Et, comme Théodore riait de l'indignation de notre belle amie, j'ajoutai:

—J'ai fini mon plaidoyer, car je ne vois rien de mieux que la conclusion de Julie. A toutes vos critiques, nous répondrons: c'est vrai; et vous voilà empaillé, cristallisé, momifié dans votre victoire avec deux ou trois grands noms, Boileau, Voltaire, Racine, tout au plus.

—Et Raphaël, s'il vous plaît! et La Fontaine, et Béranger, et tant d'autres qui ont du se contenir et se coordonner!
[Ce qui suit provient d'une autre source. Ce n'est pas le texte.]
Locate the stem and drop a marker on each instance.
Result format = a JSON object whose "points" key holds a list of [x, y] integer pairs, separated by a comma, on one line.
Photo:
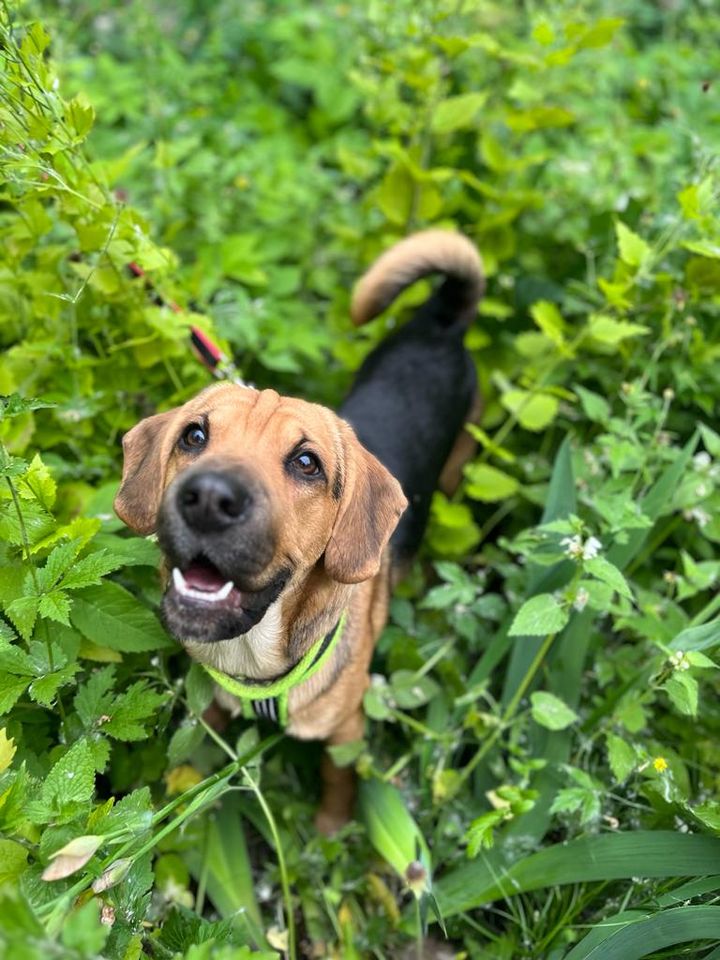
{"points": [[284, 879], [510, 710]]}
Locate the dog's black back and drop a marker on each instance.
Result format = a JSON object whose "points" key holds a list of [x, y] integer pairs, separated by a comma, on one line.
{"points": [[411, 397]]}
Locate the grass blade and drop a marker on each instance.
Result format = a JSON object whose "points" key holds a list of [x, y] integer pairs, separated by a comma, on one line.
{"points": [[638, 938], [613, 856]]}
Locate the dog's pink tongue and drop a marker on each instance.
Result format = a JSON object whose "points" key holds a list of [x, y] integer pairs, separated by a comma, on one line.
{"points": [[202, 577]]}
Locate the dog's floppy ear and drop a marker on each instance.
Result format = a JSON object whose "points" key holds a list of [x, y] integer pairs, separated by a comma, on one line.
{"points": [[371, 504], [146, 449]]}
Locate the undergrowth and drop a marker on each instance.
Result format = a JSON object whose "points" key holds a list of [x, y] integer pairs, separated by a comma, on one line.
{"points": [[541, 762]]}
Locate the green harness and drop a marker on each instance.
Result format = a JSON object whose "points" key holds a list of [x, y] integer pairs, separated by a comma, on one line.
{"points": [[269, 698]]}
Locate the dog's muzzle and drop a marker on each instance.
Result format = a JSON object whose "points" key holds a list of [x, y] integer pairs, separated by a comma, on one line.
{"points": [[216, 531]]}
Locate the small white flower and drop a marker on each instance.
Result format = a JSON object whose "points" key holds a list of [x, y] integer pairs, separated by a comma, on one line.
{"points": [[592, 548], [679, 661], [701, 461], [701, 516], [574, 546], [581, 599]]}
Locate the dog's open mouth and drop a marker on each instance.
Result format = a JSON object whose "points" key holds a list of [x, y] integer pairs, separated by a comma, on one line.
{"points": [[202, 603], [202, 582]]}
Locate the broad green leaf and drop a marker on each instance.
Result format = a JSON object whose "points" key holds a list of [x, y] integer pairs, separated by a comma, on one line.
{"points": [[609, 332], [640, 935], [486, 483], [683, 691], [595, 407], [13, 861], [539, 616], [72, 779], [550, 711], [111, 617], [621, 757], [457, 113], [589, 859], [534, 411], [549, 319], [633, 249]]}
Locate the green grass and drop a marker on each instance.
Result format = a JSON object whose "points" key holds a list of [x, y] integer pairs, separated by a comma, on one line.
{"points": [[540, 767]]}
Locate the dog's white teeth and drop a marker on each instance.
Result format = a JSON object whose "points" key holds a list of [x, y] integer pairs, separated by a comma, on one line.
{"points": [[224, 591], [209, 596]]}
—Oh! certes, vous êtes en bonne compagnie, et vous nous rendriez jaloux si vous en aviez le monopole: mais vous ne l'avez pas; nous réclamons.

—Vous n'en avez pas le droit; si vous admirez sincèrement les miens, vous ne pouvez pas admirer les vôtres sans restriction.

—Il en est pourtant ainsi, et notre tolérance pour ce que vous appelez nos défauts nous rend plus heureux et plus riches que vous puisque à la liste de votre Panthéon, que nous signons des deux mains, nous pouvons ajouter celle de tous ces pauvres qui s'appellent saint Jean, Homère, Shakspeare, Michel-Ange, Puget, Beethoven, Byron, Mozart….

—Celui-là est à moi, je le retiens! s'écria Théodore.

—Allons donc! Est-ce qu'il est digne de votre sanctuaire? dit Julie. Et don Juan? Vous ne voyez donc pas que c'est du romantisme?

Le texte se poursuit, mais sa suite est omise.